The UPA government, which earlier faced a turbulent monsoon session, gets to face the winter session in the backdrop of all round negativity in macro economic data released around Diwali. The winter session begins November 22. Barring the rally seen in the stock market (Sensex) which closed at the highest level (19058) of 2012 on October 4 post Chidambaram policy boost, the economic activity levels remain weak and this can easily be judged by rising fiscal deficit worries made worse by much lower than expected telecom spectrum auction receipts earlier this month.
India’s industrial production (IIP) figure for the month of September registered a 0.4 percent de-growth as against a growth of 2.3 percent posted in August. This figure came in below market expectations of nearly 2.8 percent growth. Capital goods as usual remain a huge worry. Interestingly, this is the seventh consecutive month that capital goods output has contracted on a year-on-year basis. The negative growth of 12.2 percent in capital goods shows that investment cycle is still in trough phase (slow down). Furthermore, what is more worrying this time is the fall in manufacturing sector (with weight of 75.5 percent in IIP) which contracted by 1.5 percent.

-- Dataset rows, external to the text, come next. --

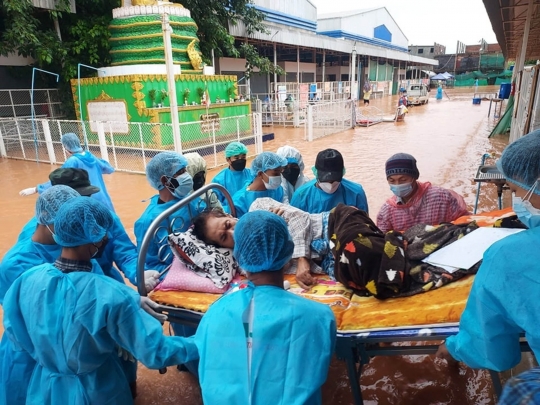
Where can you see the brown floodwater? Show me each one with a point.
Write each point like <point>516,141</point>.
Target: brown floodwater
<point>448,138</point>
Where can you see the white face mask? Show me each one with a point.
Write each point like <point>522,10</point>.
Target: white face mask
<point>525,211</point>
<point>273,182</point>
<point>329,188</point>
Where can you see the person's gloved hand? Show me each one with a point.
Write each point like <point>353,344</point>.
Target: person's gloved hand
<point>151,279</point>
<point>28,191</point>
<point>125,355</point>
<point>150,306</point>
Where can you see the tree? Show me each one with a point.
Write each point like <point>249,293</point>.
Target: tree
<point>84,36</point>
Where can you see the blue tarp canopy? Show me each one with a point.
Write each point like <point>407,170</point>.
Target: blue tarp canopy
<point>442,76</point>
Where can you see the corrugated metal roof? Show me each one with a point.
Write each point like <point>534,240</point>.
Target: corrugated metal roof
<point>306,39</point>
<point>508,21</point>
<point>346,13</point>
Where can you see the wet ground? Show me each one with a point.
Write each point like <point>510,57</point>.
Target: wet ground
<point>448,138</point>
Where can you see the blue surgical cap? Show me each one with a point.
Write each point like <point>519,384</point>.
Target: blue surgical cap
<point>267,161</point>
<point>71,142</point>
<point>50,201</point>
<point>80,221</point>
<point>235,149</point>
<point>520,161</point>
<point>164,164</point>
<point>262,242</point>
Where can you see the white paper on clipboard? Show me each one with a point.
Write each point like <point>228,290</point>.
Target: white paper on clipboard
<point>469,250</point>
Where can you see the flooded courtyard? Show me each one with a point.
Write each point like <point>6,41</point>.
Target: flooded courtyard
<point>447,137</point>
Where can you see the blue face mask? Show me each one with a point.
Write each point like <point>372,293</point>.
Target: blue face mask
<point>181,185</point>
<point>401,190</point>
<point>273,182</point>
<point>526,213</point>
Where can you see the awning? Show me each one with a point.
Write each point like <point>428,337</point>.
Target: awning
<point>508,21</point>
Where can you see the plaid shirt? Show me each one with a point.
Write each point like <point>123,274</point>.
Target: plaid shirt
<point>69,266</point>
<point>431,205</point>
<point>524,389</point>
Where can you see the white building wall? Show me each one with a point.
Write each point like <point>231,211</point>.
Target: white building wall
<point>233,65</point>
<point>14,59</point>
<point>303,9</point>
<point>332,70</point>
<point>363,24</point>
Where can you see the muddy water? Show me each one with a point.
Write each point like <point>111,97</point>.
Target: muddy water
<point>447,137</point>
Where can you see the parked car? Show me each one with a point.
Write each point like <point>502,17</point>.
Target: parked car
<point>417,94</point>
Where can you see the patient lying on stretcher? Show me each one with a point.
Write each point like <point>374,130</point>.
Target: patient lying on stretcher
<point>349,247</point>
<point>216,228</point>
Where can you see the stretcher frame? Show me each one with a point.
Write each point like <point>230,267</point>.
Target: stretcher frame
<point>356,349</point>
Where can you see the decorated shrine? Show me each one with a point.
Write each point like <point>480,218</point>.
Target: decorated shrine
<point>134,88</point>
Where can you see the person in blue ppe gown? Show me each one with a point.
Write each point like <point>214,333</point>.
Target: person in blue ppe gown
<point>257,344</point>
<point>73,322</point>
<point>120,255</point>
<point>166,173</point>
<point>503,302</point>
<point>234,177</point>
<point>523,389</point>
<point>293,173</point>
<point>329,187</point>
<point>16,366</point>
<point>80,159</point>
<point>197,169</point>
<point>266,170</point>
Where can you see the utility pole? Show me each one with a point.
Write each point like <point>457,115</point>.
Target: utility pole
<point>175,121</point>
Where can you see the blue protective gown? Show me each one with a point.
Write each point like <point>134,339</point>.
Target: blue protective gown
<point>159,255</point>
<point>312,199</point>
<point>232,181</point>
<point>292,344</point>
<point>16,366</point>
<point>244,198</point>
<point>503,303</point>
<point>120,250</point>
<point>72,325</point>
<point>95,167</point>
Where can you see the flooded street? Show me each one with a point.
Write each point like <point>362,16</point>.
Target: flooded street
<point>447,137</point>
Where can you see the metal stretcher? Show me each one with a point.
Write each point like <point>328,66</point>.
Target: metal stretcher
<point>355,349</point>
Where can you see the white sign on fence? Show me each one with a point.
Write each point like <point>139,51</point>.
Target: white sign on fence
<point>113,112</point>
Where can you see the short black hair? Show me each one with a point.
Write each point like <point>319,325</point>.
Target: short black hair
<point>199,223</point>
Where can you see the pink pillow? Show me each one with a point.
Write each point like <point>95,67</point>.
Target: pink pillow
<point>180,277</point>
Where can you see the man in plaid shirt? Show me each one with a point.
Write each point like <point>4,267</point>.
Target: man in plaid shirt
<point>415,202</point>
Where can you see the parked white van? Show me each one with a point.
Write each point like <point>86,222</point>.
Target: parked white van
<point>417,94</point>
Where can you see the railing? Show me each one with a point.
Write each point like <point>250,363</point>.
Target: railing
<point>521,112</point>
<point>17,103</point>
<point>329,118</point>
<point>128,146</point>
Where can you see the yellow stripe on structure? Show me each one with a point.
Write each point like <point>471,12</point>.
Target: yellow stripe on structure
<point>159,48</point>
<point>157,22</point>
<point>133,62</point>
<point>152,36</point>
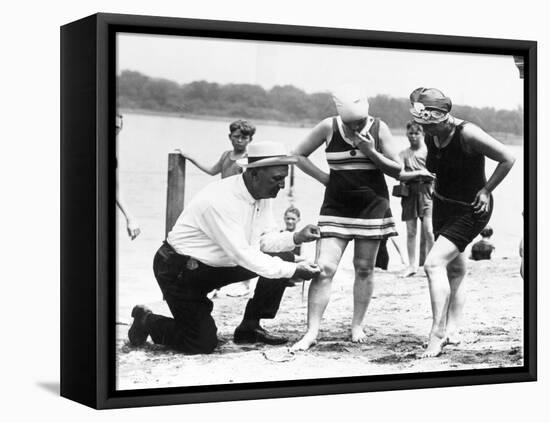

Another macro data which indicates the sluggish growth rate of economy is the CPI inflation rate. This inflation rate at the retail level edged up closer to double-digit territory at 9.75 percent in October as against 9.73 percent in the previous month. The higher figure was driven by rising prices of food items such as sugar, pulses etc.
Similarly, trade deficit for October has widened to an all-time high of $20.96 billion from a deficit of $18.1 billion in September; exports during the month declined by 1.6 percent when compared to the corresponding period last year. India’s exports fell for the sixth consecutive months due to the turmoil in global markets. However, imports posted an increase of 7.4 percent on yearly basis. This is the strongest increase in the seven months.
However, lower WPI inflation rate for October may have provided a little relief to the government. It declined sharply to 7.45 percent as against 7.81 percent in the previous month. However, two negatives can clearly be seen in the inflation print. First one being that the core inflation is still above RBI’s comfort zone and the other being the steep upward revision of August inflation rate to 8 percent. Even, RBI Governor D Subbarao recently accepted the fact that the headline inflation rate of 7.5 percent is still quite high.
It’s not that the latest macro figures are weak but the year 2012 in general has been a tough one for India’s macro economy, characterized by sticky inflation, slowing growth, and high fiscal and current account deficits. However, this winter session of Parliament would be keenly watched as a number of important reform bills are likely to be introduced. Key Bills that could be introduced include the Land Acquisition Bill, the Banking Laws (Amendment) Bill, the Pension and Insurance Reform Bills, the Mines and Minerals Bill, and the new Companies Act. If these are implemented, this would provide much needed impetus to the economy.